The widow begun to whimper, and the lawyer grabbed Pete's hand and bursted into tears. Pete, being a Swede, never opened his face.

"But," said the lawyer, cheering up, "we'll make them sweat for this.

Shall we not vindicate the right of the working-man to protection, Mr.

Peterson?"

"Yu bat!" said Pete. "Ay bane gude Republican!"

"And vindicate his right," went on the lawyer, "to safe tools and conditions of employment?"

"Ay tank we windicate," said Pete.

"Nobly said!" said the lawyer and hopped to it making agreements for contingent fees and other flimflams. It was wonderful how sort of patriotic and unselfish and religious and cagey he always was.

We quit the Golden Fountain, and I got some assessment work for Sile Wilson. Pete wouldn't go. He was sort of hanging around the widow, but his brains were so sluggish that I don't believe he knew why. I picked up a man named Lungy to help. Sile's daughter Lucy kept house for Sile in camp, and in two days she was calling Lungy "Mr. Addison," and reproaching me for stringing a stranger that had seen better days and had a bum lung and was used to dressing for dinner. I told her I most always allowed to wear something at that meal myself, and she snapped my head off. He was a nice fellow for a lunger.

When I had to go and testify in the Brady and Peterson cases against the Golden Fountain, old Sile was willing.

"I'd like to help stick the thieves!" he hissed.

"How did you know they were thieves?" asked I.

"I located the claim," said he, "and they stole it on a measley little balance for machinery--confound them!"

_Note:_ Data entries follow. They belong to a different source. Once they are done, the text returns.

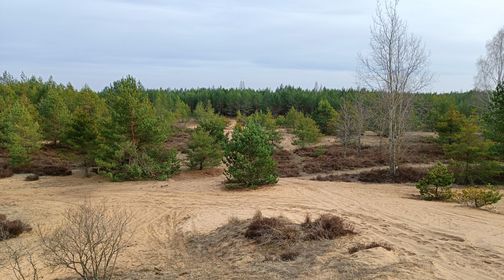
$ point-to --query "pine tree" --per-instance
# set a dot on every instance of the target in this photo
(267, 121)
(249, 157)
(85, 126)
(132, 147)
(494, 119)
(203, 150)
(54, 114)
(325, 116)
(470, 153)
(449, 125)
(19, 131)
(306, 132)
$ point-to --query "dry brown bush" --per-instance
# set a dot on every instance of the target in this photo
(326, 227)
(88, 241)
(359, 247)
(10, 229)
(403, 175)
(21, 261)
(272, 230)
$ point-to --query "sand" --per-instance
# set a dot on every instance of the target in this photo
(431, 240)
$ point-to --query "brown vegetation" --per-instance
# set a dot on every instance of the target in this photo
(286, 164)
(361, 246)
(322, 159)
(11, 229)
(49, 161)
(403, 175)
(88, 241)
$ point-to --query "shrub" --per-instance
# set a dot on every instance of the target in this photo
(359, 247)
(11, 229)
(325, 227)
(266, 230)
(5, 172)
(130, 163)
(249, 157)
(436, 185)
(306, 132)
(292, 118)
(203, 150)
(88, 241)
(211, 122)
(325, 116)
(478, 197)
(267, 122)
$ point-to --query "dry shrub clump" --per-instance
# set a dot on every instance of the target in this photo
(360, 246)
(403, 175)
(326, 227)
(11, 229)
(88, 241)
(287, 165)
(266, 230)
(5, 171)
(478, 196)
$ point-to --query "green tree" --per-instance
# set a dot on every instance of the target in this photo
(132, 147)
(292, 118)
(86, 123)
(19, 130)
(436, 185)
(249, 157)
(470, 154)
(267, 121)
(54, 114)
(306, 132)
(203, 150)
(212, 123)
(449, 125)
(326, 116)
(494, 119)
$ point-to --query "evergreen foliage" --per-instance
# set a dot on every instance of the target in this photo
(203, 150)
(436, 185)
(326, 117)
(249, 157)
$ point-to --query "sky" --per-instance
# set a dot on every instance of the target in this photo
(265, 43)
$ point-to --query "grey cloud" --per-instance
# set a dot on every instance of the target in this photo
(219, 42)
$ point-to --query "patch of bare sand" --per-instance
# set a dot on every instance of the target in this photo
(431, 240)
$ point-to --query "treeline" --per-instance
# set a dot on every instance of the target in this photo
(123, 129)
(228, 101)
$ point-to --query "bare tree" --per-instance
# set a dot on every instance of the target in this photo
(21, 261)
(346, 124)
(491, 66)
(88, 241)
(396, 67)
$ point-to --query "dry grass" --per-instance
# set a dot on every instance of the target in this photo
(326, 227)
(11, 229)
(403, 175)
(361, 246)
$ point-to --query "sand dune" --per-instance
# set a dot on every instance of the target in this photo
(431, 240)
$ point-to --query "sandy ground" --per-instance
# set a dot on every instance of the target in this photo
(431, 240)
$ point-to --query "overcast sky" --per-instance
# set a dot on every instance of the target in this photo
(265, 43)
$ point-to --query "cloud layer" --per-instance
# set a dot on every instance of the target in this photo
(188, 43)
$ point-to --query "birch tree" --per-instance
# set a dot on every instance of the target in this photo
(491, 66)
(396, 67)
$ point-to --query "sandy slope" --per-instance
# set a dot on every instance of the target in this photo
(431, 240)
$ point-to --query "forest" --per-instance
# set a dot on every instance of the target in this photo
(122, 130)
(386, 180)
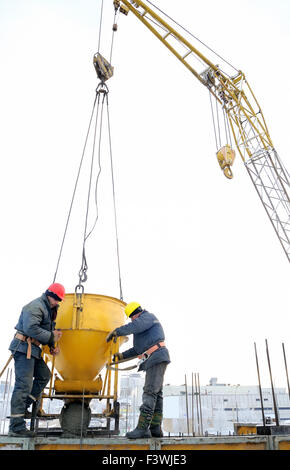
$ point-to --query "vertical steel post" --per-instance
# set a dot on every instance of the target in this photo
(260, 389)
(197, 410)
(286, 368)
(272, 386)
(192, 404)
(186, 397)
(200, 409)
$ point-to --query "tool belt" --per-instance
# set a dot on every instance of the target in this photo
(151, 350)
(29, 341)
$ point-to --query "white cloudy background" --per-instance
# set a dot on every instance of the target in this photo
(196, 249)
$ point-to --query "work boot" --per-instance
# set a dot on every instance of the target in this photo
(142, 430)
(39, 414)
(22, 433)
(155, 426)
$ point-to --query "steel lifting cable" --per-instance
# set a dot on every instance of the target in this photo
(102, 88)
(114, 200)
(74, 191)
(213, 120)
(84, 266)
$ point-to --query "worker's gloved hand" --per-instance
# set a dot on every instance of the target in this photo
(54, 351)
(111, 335)
(117, 357)
(57, 335)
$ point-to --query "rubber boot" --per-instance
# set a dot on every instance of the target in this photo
(142, 430)
(21, 433)
(155, 426)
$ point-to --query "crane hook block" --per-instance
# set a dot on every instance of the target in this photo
(103, 68)
(226, 156)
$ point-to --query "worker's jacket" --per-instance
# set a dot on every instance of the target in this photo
(37, 321)
(147, 331)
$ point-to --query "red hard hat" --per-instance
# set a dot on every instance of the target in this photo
(57, 289)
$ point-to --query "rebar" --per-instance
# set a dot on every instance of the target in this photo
(286, 368)
(272, 386)
(260, 389)
(186, 398)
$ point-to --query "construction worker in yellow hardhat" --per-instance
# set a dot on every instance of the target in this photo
(148, 342)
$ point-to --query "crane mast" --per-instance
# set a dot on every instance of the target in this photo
(243, 112)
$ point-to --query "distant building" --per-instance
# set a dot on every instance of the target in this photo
(221, 406)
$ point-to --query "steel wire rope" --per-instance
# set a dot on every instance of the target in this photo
(84, 265)
(188, 32)
(100, 27)
(74, 190)
(114, 200)
(214, 127)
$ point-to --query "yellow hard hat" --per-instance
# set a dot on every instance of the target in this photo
(131, 307)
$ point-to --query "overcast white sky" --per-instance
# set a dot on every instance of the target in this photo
(196, 249)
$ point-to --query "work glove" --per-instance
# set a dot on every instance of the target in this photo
(112, 335)
(54, 351)
(117, 357)
(57, 335)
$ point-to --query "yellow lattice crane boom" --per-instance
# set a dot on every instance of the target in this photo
(242, 111)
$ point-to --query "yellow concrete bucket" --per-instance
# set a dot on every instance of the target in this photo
(85, 321)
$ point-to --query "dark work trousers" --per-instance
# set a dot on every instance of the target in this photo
(26, 390)
(152, 399)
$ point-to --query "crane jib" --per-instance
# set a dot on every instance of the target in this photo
(243, 113)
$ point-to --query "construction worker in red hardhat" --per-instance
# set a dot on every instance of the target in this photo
(36, 326)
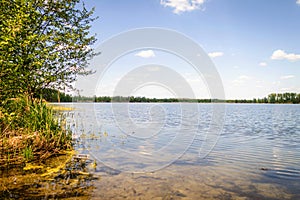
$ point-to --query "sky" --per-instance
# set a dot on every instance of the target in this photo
(253, 44)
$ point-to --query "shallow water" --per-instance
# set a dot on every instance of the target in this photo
(190, 151)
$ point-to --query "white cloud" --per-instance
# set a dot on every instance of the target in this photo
(182, 5)
(263, 64)
(215, 54)
(281, 55)
(287, 77)
(241, 80)
(146, 54)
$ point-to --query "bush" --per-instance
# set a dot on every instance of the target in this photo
(30, 130)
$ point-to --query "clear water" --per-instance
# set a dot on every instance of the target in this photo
(193, 151)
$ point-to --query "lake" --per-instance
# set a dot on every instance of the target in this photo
(190, 151)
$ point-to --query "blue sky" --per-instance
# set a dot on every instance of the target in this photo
(254, 44)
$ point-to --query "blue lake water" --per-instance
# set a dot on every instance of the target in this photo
(191, 151)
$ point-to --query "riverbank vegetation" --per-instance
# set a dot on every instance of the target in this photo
(44, 47)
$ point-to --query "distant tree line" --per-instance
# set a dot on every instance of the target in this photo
(278, 98)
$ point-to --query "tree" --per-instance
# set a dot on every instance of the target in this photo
(43, 44)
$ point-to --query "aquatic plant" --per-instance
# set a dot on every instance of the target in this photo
(30, 130)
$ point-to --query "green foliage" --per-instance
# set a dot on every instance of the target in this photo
(43, 44)
(27, 153)
(30, 127)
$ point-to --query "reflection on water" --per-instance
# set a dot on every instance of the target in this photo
(257, 155)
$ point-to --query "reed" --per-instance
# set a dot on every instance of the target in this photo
(31, 130)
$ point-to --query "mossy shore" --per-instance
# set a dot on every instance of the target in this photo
(31, 131)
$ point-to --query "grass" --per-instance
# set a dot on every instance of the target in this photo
(30, 130)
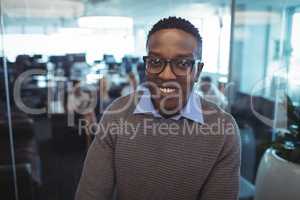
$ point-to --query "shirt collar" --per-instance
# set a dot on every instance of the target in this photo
(192, 109)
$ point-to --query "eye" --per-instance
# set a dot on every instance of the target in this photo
(184, 63)
(155, 61)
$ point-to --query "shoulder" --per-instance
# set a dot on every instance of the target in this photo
(122, 106)
(215, 116)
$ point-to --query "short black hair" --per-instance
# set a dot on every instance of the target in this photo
(181, 24)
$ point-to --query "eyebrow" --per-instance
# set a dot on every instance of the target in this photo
(177, 56)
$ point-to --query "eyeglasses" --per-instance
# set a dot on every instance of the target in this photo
(180, 66)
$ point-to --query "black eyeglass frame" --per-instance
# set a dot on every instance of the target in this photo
(171, 62)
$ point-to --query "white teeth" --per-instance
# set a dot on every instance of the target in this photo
(166, 90)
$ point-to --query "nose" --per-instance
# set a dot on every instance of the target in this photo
(167, 73)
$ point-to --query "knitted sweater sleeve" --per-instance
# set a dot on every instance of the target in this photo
(98, 177)
(223, 180)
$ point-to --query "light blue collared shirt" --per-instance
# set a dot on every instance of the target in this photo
(192, 109)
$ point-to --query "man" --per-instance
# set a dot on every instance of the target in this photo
(164, 142)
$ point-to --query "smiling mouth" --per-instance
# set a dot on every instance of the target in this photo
(165, 90)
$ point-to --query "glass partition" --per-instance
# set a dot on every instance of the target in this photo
(63, 53)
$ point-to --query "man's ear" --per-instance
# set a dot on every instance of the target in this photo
(199, 70)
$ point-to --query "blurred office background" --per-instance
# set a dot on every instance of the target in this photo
(55, 53)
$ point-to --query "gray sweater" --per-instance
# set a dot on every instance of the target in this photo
(143, 158)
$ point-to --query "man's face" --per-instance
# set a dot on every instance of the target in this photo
(170, 92)
(205, 86)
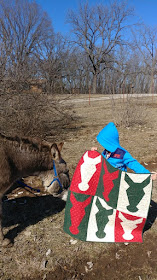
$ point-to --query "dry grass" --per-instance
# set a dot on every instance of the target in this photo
(40, 227)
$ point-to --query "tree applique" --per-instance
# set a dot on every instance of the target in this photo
(77, 212)
(108, 181)
(135, 192)
(101, 223)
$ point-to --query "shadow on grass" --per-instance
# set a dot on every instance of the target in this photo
(25, 211)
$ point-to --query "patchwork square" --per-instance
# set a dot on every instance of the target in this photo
(106, 204)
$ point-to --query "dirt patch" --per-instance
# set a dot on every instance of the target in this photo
(35, 221)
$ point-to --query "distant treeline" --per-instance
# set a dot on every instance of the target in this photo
(104, 54)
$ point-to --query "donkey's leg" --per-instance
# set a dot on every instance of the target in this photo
(1, 233)
(4, 241)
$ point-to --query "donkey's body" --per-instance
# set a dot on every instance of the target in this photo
(21, 157)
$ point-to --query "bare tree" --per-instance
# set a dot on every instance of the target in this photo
(145, 40)
(99, 30)
(24, 27)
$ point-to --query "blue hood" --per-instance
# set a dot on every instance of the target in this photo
(108, 137)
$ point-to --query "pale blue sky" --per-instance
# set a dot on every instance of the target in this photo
(57, 10)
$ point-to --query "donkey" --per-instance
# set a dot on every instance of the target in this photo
(22, 157)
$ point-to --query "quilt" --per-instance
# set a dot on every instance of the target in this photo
(106, 204)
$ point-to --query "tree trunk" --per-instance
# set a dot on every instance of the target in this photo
(94, 83)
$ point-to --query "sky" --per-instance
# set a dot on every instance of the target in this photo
(57, 11)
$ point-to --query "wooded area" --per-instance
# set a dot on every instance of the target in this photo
(109, 52)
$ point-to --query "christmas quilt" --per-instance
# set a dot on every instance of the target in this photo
(105, 204)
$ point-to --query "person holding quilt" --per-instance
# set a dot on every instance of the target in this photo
(117, 156)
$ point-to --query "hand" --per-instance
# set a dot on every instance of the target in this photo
(154, 176)
(94, 149)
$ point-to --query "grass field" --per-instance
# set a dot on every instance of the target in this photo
(41, 248)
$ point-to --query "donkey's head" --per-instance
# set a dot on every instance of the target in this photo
(56, 151)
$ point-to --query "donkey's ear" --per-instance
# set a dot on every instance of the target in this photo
(55, 152)
(60, 145)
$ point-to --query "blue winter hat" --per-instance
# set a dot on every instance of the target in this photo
(108, 137)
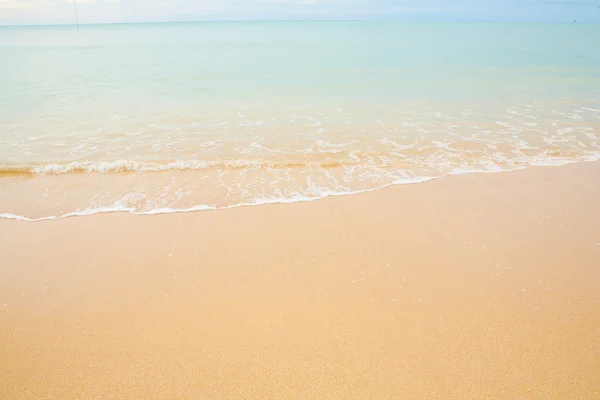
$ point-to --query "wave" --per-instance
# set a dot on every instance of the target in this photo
(283, 200)
(121, 166)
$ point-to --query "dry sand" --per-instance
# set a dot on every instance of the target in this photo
(466, 287)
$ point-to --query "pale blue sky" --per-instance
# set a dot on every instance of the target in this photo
(61, 11)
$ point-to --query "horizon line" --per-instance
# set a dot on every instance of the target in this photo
(294, 20)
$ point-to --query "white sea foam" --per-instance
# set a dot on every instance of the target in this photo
(320, 194)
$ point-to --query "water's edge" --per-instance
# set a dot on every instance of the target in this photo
(201, 207)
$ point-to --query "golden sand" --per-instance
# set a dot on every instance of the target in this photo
(466, 287)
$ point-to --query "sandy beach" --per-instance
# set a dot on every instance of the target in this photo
(465, 287)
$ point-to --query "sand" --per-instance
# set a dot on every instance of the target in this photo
(466, 287)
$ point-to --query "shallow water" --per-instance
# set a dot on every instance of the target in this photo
(152, 118)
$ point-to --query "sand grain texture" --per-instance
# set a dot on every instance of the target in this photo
(466, 287)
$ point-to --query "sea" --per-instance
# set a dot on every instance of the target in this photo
(174, 117)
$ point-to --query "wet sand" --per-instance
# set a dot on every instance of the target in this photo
(466, 287)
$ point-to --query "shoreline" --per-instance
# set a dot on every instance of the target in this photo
(264, 202)
(471, 286)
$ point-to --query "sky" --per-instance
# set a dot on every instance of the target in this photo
(95, 11)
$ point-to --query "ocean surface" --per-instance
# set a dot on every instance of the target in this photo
(153, 118)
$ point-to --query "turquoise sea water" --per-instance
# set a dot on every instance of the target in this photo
(171, 117)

"Well, they're stealing it again," said I; and I explained the lost vein business.

"They've pounded the stock away down," said the lunger. "I believe it's a good buy!"

"Draw your eighteen-seventy-five from Sile," said I; "and come with me and buy it!"

"I think I will go," said he. And he did. He was a nice fellow to travel with.

Well, the Golden Fountain was shut down, and had no lawyer against us.

It was a funny hook-up. We proved about the stulls, and got a judgment for the widow for ten thousand. Then we corralled another jury and showed that Pete had no patellar reflex, and therefore no spine, and got a shameful great verdict for him. And all the time the Golden Fountain never peeped, and Lungy Addison looked on speechless. Our lawyer was numb, it was so easy.

"I don't understand--" said he.

"The law department must be connected in series with the mine machinery," said I, "and shuts off with the same switch. Do we get this on a foul?"

"Oh, nothing foul!" said he. "Default, you see--"

"No showup at ringside," said I; "9 to 0? How about bets?"

"Everything is all right," said he, looking as worried. "We'll sell the mine, and make the judgments!"

"And get the Golden Fountain," said I, "on an Irish pit boss and a Swede's spine?"

"Certainly," said he, "if they don't redeem."